Reclamação
Começou como a maioria das histórias de
amor. Após muitos olhares profundos e frases de cumplicidade, nos encontramos.
Era uma noite de inverno. A temperatura fria nos aproximou.
Primeiro o toque das mãos, que
freneticamente buscava o reconhecimento dos dedos, da pele... Depois, o abraço
e roçar dos lábios. Assim, iniciava um namoro, que nasceu com o destino de ser o
mais bonito de todos.
Lembro com saudade do frio de Parati. Fazíamos
planos bebendo vinho à luz de velas. Cantamos juntos as mais lindas canções. E
usando Tom Jobim, ele se declarou: “Minha bem amada quero fazer de um juramento
uma canção. Eu prometo por toda minha vida ser somente seu e amar-te como nunca
ninguém jamais amou...” Agasalhávamos o mundo com nossa paixão.
Na primavera nossa estúpida cara de
felicidade era uma constante. Tudo um motivo para comemorar. De pizza de muçarella ao jantar no chinês, nossa vida passava a ser uma
festa eterna. Caminhávamos pela praia afrontando e exibindo a alegria dos
predestinados.
O calor de nossa cidade não impedia nossas
longas despedidas. De repente, os meios de comunicação avisavam: “adiantem em
uma hora os seus relógios, pois começa hoje o horário de verão”. Tive um ataque
de indignação, afinal alguém estava nos tirando uma hora de felicidade.
Ele, com o olhar mais meigo que já existiu
e demonstrando seu modo prático de viver, começou a rir e respondeu: “pense no
lado bom, daqui a três meses teremos uma hora a mais para nos amar”. Sorri, e
naquele momento suas palavras me consolaram. Mas, algo me incomodava.

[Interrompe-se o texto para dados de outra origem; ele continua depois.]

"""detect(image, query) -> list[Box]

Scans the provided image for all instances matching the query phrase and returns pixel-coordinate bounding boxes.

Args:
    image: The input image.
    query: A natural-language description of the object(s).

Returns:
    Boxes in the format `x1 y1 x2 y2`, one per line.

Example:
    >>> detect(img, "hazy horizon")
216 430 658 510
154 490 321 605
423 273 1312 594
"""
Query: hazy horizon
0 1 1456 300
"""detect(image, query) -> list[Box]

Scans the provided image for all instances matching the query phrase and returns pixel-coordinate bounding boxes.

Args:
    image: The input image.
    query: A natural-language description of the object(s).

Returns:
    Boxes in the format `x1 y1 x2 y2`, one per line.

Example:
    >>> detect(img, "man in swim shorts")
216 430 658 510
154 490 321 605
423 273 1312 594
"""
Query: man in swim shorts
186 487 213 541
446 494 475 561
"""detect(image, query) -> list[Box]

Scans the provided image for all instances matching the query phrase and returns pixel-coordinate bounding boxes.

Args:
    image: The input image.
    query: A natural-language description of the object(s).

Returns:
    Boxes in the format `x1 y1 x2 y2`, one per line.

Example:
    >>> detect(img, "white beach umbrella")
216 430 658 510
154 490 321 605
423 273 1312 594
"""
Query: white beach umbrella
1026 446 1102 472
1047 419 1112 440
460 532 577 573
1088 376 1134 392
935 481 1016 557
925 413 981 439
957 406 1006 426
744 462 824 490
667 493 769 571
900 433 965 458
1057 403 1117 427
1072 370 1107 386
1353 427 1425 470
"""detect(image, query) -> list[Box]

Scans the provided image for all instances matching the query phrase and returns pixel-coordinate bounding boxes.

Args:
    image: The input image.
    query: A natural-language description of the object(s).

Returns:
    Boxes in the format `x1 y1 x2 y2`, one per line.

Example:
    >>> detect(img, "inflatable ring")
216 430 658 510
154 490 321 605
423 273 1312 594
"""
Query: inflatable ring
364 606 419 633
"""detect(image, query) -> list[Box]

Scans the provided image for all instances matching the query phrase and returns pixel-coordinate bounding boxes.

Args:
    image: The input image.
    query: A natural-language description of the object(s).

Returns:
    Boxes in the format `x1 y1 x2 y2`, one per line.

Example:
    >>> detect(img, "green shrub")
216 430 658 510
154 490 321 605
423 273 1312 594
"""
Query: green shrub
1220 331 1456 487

A estação que seduz me permitia abusar dos
decotes. O rosto bronzeado me fazia crer que eu era a mais bonita. Estranhamente,
apesar da praia de domingo, da cerveja gelada e dos dias claros, minha carência
cobrava interiormente aquela hora.
Porém, como a vida não é um folhetim, que
sempre oferece um final feliz, tudo terminou três dias antes da mudança do
fatídico horário de verão. Me senti no
chão. Plagiando os dramalhões mexicanos chorei muito, pensei até em
morrer...
Fui buscar proteção na música que sempre
caminhou ao nosso lado. O juramento feito por meio da canção do Jobim não mais
existia. Ivan maltratava “como esse amor pode ter fim? Já tens meu corpo, minha
alma, meus desejos. Se olhar pra ti, estou olhando pra mim mesmo. Fim da
procura, tenho fé na loucura de acreditar que sempre estás em mim”.
Quem devolverá essa hora de felicidade? Não
existe nada que me proteja no código do consumidor?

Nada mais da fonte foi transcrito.